Concernant le classement en pourcentage du PIB, la France se retrouve à la vingt-septième place, n’allouant que 0,07 % de son PIB, justement derrière la Grèce (0,09 %). L’assistance fournie par la France a continuellement diminué depuis le début de l’invasion de l’Ukraine par la Russie – la France occupait la vingt-quatrième place en avril 2023 et la treizième en été 2022.
Qu’en est-il des tensions à la frontière entre l’Ukraine et la Pologne?
La tension entre la Pologne et l’Ukraine s’est intensifiée depuis plusieurs mois, principalement à cause du passage de céréales en provenance d’Ukraine. Au printemps 2022, l’Union européenne avait mis en place des « corridors de solidarité » pour aider à exporter et vendre les produits agricoles ukrainiens, exemptés de droits de douane, vers l’Afrique et le Moyen-Orient. Cependant, selon la Fondation Farm, une plateforme de discussion sur les problématiques agricoles mondiales, près de la moitié des céréales ukrainiennes transitent par ou terminent leur voyage dans l’Union européenne (UE). Ces céréales sont vendues à un tarif bien inférieur à celui du blé produit en UE, notamment dans les pays d’Europe centrale.

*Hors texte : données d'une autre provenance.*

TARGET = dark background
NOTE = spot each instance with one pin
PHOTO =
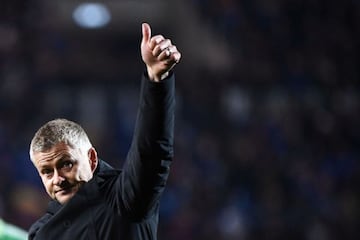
(267, 129)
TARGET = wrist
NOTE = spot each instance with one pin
(156, 77)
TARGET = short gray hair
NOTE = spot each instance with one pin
(57, 131)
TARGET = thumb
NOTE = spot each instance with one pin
(146, 33)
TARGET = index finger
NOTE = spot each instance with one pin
(154, 41)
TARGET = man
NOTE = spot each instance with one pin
(11, 232)
(92, 200)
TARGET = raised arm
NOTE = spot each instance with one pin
(147, 165)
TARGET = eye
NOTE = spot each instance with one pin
(67, 165)
(47, 172)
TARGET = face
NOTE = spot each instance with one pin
(64, 169)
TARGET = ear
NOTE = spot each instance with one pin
(93, 159)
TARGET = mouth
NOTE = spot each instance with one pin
(64, 190)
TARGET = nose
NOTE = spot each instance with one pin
(58, 179)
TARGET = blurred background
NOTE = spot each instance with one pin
(268, 100)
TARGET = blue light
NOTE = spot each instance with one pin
(91, 15)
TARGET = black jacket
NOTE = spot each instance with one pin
(122, 204)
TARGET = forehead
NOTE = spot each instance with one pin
(55, 153)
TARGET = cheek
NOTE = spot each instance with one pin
(47, 185)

Présentant ces céréales comme une menace pour le marché local et par conséquent pour les revenus des agriculteurs, la Pologne, la Bulgarie, la Hongrie, la Roumanie et la Slovaquie ont décidé de bloquer unilatéralement leurs importations en avril 2023. Bruxelles a permis cet embargo sous la condition qu’il n’entrave pas le transit vers d’autres pays et qu’il dure uniquement quatre mois. Cependant, Varsovie a refusé d’ouvrir à nouveau sa frontière aux céréales ukrainiennes à la fin de l’été, arguant que le problème principal n’était pas résolu. Toutefois, pour Bruxelles, l’embargo n’était plus justifié car sa recherche indiquait « qu’il n’y avait plus de distortion des marchés nationaux pour les céréales ».
Des fermiers polonais ont mis en place une barricade à la frontière polono-ukrainienne pour bloquer l’accès des camions ukrainiens à leur pays. Ils réclament un embargo total sur les produits agricoles et alimentaires ukrainiens, en raison de l’augmentation exponentielle de leurs coûts de production pendant que leurs installations de stockage sont surchargées et que les tarifs sont extrêmement bas. Le chef de l’Etat ukrainien avait dit en début 2024 que l’encerclement de la frontière de la Pologne était une preuve de l’affaiblissement de la solidarité envers son pays, et a demandé des négociations avec la Pologne. Soulevant également que la Russie était le seul pays à se réjouir de cette situation, il a critiqué la montée des slogans pro-Poutine très explicites.